What is a digital ID?
Digital ID is an alternative term for electronic ID (eID).
What is data deidentification?
Data deidentification is the rendering of personally identifiable information (PII) unidentifiable unless recovered via reidentification. → pseudonymization
What is an electronic ID (eID)?
An electronic ID (eID) is a digital proof of identity, often used for online authentication.
What is encryption?
Encryption is the temporary scrambling of plaintext data as ciphertext along with the creation a cryptographic key for its decryption.
What is a hash function?
A hash function is the conversion of data into another value, ideally as a cryptographic hash, to maintain data integrity so that any data modification returns the wrong hash value under the hash function, such as when validating a blockchain block.
What is hashing?
Hashing is the use of a hash function, ideally a cryptographic hash function (CHF).

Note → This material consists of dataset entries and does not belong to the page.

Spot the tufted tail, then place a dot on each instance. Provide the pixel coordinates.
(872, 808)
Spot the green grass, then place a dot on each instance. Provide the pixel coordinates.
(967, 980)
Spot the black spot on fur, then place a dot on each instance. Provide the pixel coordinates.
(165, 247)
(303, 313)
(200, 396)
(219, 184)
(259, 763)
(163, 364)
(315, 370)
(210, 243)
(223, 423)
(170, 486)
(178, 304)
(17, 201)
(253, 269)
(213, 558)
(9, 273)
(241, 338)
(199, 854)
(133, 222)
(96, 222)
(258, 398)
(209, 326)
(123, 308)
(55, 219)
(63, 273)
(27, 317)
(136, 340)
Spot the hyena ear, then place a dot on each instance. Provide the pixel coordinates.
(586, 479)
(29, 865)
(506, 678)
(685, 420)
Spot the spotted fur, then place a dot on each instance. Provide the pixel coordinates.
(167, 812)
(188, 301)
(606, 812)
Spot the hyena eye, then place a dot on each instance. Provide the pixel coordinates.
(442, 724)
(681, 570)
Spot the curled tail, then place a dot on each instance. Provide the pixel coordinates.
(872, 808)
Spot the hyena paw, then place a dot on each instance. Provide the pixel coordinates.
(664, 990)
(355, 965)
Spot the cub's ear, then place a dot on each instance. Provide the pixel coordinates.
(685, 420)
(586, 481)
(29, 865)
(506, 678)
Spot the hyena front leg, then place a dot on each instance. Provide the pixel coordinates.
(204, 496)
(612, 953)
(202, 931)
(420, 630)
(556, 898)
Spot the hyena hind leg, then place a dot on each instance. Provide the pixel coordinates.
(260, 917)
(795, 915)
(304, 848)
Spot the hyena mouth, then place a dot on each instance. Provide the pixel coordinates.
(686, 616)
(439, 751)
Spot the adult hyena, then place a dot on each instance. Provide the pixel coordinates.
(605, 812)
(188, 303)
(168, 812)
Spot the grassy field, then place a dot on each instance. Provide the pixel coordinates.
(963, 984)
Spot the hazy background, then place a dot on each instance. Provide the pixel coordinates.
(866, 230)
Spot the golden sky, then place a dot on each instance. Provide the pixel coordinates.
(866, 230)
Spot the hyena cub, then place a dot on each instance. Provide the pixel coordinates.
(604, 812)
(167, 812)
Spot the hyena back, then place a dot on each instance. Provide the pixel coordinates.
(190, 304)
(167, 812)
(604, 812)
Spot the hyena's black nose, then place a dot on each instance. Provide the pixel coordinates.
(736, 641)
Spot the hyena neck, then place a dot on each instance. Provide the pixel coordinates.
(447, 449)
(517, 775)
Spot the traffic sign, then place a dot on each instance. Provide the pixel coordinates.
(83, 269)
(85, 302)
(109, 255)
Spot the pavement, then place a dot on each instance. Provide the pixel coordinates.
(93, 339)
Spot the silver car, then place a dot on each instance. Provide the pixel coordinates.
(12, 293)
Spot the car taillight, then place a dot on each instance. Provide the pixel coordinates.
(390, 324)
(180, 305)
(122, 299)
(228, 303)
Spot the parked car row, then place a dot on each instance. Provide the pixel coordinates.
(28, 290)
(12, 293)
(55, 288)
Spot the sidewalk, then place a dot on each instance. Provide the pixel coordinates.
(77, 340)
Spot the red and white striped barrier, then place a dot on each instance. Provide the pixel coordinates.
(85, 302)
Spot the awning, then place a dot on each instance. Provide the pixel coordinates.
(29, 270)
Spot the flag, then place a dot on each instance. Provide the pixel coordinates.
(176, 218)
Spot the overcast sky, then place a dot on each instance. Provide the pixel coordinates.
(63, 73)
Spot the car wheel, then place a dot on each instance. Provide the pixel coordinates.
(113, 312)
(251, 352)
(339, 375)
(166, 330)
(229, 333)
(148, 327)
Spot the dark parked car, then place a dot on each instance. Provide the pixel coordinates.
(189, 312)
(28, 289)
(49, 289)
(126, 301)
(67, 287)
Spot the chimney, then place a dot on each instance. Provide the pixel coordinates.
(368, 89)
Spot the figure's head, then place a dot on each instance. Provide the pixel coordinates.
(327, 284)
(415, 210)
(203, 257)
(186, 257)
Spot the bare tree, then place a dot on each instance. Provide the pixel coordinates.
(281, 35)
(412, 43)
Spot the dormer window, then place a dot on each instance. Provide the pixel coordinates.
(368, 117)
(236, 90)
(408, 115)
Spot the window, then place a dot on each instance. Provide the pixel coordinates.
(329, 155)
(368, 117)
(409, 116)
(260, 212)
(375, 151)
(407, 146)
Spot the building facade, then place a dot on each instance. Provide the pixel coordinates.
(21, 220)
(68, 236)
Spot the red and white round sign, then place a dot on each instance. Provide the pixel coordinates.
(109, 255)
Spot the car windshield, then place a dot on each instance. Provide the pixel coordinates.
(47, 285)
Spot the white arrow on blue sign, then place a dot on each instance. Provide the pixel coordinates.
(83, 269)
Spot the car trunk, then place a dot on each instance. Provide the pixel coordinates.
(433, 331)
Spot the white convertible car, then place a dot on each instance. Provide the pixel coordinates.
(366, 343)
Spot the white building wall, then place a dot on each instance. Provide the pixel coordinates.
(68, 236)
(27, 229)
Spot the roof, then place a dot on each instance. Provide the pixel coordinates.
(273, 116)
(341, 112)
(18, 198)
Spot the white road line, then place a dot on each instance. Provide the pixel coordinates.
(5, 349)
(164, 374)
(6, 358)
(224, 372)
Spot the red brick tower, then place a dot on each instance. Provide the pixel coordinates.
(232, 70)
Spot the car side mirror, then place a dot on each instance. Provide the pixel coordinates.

What is independent data anonymization?
Independent data anonymization is data anonymization conducted by an independent third party to reduce the risk of reidentification to an insignificant level by keeping the source data separate from the modified data.
What is personally identifiable information (PII)?
Personally identifiable information (PII) is Information that may be used to personally identify an individual.
What is data pseudonymization?
Data pseudonymization is the use of pseudonyms for data deidentification.
What are quasi-identifiers?
Quasi-identifiers are partial identifiers that that may be combined to produce unique identifiers for data reidentification.
What is data reidentification?
Data reidentification is the use of quasi-identifiers to reverse the process of data deidentification.
What is a right to erasure?
Right to erasure is an alternative term for right to be forgotten.
What is a right to be forgotten?
A right to be forgotten, also known as right to erasure, is a right to have all personally identifiable information (PII) erased from any location and often refers to PII uncovered by online search engines.